The e-commerce giant has been looking to scale back its warehouse network and lease out spaces inside the facilities. The firm has also closed other services including Amazon Care, its primary health care service.
Amazon reported lackluster earnings in October, missing analysts’ revenue expectations and issuing lower fourth quarter guidance than analysts predicted. Shares of Amazon are down 40% year-to-date.
Amazon joins a growing number of tech companies that have either laid off employees or instituted hiring freezes. Social media giant Meta laid off 11,000 workers just last week amid a decline in ad sales, while Twitter cut 3,700 jobs following the takeover of billionaire Tesla CEO Elon Musk. Snap laid off some 20% of its workforce, while Lyft dropped 683 employees.
Amazon’s Alexa division is designed to get customers to sign up for the company’s Prime services. Devices include Amazon’s Echo, Echo Dot, Echo Show, and myriad home automation products that interact with the voice assistant.

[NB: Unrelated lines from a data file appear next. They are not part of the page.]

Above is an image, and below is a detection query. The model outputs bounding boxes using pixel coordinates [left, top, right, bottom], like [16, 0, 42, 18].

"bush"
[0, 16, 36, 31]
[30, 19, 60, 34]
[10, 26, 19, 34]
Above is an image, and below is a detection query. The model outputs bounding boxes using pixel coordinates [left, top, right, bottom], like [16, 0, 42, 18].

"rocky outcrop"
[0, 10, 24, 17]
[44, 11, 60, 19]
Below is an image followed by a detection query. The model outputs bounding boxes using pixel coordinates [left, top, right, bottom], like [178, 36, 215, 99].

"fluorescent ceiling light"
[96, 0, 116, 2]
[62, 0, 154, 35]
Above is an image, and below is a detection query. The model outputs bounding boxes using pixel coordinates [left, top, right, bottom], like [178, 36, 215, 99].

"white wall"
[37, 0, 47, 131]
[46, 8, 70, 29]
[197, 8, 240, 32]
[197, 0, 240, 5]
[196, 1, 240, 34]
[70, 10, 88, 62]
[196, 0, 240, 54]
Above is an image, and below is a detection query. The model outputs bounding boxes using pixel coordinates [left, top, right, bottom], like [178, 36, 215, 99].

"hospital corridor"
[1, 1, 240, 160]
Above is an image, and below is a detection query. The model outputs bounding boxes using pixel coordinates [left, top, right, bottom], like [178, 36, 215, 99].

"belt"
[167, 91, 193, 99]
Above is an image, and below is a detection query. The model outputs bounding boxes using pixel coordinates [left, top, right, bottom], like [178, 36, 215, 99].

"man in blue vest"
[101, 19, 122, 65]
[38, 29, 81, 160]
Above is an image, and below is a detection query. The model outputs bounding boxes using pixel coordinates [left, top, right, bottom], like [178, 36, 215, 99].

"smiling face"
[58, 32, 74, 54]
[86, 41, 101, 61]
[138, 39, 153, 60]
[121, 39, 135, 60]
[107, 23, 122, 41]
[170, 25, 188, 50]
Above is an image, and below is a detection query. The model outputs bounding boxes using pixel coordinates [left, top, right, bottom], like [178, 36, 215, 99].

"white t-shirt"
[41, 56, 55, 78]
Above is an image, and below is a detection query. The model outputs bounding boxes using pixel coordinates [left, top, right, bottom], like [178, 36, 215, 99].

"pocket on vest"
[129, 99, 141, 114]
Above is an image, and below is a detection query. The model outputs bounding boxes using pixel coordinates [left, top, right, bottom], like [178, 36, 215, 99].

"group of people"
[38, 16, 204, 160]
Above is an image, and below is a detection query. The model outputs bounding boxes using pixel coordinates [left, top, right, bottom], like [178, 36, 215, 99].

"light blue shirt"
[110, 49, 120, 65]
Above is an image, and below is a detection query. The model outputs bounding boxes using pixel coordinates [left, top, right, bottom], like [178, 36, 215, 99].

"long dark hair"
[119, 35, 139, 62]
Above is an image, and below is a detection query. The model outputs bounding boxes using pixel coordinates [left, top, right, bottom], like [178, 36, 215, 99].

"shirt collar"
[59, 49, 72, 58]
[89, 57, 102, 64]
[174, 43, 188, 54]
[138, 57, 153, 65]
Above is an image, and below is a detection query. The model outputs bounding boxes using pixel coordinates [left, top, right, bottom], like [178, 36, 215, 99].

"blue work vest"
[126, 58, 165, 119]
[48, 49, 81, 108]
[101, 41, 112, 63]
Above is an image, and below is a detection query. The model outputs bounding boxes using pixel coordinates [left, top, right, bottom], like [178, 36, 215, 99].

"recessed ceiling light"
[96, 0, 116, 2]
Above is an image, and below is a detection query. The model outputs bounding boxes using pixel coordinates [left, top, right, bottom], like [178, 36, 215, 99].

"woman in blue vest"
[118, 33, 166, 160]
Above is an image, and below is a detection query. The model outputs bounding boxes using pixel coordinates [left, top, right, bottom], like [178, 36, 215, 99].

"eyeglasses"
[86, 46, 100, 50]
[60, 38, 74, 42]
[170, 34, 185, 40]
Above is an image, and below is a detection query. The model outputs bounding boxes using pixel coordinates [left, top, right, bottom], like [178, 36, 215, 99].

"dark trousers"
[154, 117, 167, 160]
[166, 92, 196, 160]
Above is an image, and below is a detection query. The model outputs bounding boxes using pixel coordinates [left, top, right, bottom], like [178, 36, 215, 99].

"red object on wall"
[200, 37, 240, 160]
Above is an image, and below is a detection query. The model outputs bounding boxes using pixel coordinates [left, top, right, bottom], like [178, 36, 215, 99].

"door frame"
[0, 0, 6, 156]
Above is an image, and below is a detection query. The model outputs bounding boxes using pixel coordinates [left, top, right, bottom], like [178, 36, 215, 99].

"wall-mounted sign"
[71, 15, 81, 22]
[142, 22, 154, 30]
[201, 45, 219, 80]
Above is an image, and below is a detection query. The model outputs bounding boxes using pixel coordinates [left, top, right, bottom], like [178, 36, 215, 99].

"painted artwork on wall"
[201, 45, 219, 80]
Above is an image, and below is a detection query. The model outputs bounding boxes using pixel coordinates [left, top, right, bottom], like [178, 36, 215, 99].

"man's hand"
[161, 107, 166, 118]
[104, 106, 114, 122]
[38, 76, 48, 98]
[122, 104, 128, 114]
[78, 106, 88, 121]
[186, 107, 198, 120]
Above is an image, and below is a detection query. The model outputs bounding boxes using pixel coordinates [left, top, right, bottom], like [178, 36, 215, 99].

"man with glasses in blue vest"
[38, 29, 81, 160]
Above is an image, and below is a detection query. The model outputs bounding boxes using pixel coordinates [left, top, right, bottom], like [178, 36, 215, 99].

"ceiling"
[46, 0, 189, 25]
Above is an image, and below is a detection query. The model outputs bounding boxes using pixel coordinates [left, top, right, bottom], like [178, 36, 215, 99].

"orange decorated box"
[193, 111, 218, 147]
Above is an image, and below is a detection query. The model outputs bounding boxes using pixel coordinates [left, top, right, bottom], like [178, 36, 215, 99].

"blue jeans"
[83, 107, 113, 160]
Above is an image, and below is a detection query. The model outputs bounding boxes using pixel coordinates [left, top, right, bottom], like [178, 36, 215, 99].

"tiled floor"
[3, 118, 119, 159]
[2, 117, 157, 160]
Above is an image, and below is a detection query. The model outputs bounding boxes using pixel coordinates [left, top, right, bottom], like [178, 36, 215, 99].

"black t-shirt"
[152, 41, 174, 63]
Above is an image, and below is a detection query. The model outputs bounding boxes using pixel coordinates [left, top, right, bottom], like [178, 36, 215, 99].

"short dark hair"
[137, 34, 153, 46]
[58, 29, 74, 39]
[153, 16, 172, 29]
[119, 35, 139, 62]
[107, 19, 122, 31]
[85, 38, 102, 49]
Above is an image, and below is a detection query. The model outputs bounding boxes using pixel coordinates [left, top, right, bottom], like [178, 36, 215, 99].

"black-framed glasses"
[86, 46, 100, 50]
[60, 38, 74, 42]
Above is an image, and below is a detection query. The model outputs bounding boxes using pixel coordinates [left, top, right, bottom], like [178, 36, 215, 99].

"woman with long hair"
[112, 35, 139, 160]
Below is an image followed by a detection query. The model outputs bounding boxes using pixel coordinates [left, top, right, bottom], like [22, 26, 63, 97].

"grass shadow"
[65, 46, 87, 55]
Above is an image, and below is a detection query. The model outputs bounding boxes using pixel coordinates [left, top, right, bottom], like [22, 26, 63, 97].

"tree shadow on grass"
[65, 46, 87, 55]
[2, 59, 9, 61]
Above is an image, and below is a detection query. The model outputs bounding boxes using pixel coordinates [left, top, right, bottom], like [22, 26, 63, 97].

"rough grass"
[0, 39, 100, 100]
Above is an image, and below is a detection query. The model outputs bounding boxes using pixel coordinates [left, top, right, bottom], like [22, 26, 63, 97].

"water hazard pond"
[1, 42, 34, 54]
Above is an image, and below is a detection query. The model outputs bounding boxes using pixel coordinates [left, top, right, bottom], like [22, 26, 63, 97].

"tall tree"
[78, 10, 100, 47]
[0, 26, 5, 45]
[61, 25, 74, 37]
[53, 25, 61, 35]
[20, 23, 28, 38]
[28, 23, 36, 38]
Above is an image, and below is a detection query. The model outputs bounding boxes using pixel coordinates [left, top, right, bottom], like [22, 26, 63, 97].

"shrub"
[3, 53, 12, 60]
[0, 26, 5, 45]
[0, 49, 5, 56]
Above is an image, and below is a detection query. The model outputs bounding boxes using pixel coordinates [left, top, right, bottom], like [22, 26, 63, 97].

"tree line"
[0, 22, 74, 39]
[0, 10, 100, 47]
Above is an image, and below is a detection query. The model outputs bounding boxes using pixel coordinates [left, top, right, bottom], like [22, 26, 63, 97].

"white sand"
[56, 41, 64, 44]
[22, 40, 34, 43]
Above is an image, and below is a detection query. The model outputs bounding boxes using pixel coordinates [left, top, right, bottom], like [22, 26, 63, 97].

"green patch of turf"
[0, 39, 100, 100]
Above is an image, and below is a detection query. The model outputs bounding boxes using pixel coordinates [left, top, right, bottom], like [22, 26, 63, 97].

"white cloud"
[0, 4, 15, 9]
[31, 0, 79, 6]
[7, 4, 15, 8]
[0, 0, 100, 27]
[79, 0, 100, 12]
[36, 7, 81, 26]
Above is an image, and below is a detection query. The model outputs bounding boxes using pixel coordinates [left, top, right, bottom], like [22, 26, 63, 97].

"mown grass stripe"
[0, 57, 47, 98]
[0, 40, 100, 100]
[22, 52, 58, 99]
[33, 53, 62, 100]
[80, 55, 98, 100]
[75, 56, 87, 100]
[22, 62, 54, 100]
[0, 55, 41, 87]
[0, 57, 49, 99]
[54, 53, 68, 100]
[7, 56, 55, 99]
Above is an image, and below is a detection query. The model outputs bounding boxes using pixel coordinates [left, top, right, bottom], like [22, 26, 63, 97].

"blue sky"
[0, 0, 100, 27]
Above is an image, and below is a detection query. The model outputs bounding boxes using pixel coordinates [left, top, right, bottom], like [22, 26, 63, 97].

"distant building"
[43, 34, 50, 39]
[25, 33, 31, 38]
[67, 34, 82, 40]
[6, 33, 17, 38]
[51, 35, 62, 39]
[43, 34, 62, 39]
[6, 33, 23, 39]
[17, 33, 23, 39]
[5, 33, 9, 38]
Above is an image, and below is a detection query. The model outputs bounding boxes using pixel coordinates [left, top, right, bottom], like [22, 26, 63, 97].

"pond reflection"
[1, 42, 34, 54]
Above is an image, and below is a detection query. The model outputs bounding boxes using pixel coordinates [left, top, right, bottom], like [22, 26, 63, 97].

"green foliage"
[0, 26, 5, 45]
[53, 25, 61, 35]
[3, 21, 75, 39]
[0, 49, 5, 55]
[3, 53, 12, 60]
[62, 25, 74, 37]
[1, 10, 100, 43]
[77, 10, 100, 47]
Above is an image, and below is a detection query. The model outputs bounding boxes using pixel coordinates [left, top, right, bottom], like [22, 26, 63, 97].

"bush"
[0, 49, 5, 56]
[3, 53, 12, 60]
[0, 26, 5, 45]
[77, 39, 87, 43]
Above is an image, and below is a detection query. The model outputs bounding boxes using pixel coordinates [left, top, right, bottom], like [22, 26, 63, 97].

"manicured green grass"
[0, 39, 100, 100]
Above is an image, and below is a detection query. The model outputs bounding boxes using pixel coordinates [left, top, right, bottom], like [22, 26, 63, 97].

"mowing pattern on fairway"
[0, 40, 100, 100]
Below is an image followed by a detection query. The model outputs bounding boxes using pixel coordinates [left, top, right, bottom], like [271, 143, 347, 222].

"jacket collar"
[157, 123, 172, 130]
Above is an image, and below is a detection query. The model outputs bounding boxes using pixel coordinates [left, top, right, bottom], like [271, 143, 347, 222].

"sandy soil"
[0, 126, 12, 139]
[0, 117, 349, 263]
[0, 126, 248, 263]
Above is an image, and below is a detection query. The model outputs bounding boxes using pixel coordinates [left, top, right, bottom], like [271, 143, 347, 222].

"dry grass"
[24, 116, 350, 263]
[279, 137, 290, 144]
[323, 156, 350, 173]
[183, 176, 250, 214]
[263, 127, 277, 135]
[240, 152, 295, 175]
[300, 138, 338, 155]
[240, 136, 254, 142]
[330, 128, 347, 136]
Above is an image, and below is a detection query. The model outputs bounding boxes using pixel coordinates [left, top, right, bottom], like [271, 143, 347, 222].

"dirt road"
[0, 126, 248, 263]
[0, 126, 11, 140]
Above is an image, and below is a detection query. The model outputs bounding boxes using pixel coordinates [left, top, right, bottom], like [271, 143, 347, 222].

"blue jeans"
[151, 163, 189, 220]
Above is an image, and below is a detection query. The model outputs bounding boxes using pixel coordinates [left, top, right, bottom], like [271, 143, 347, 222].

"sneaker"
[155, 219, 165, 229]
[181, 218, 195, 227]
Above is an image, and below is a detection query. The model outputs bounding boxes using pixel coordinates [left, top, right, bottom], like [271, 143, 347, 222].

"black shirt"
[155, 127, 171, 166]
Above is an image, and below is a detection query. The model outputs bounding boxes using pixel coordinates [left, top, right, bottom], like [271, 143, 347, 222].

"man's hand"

The company has been pouring cash into the initiative for years, developing a slew of new gadgets including Alexa compatible security cameras to smart glasses that allow you to access Alexa, make calls, and listen to music.
But e-commerce sales are slumping as consumers return to physical stores or cut back on spending, forcing Amazon to retool its business and improve its profitability.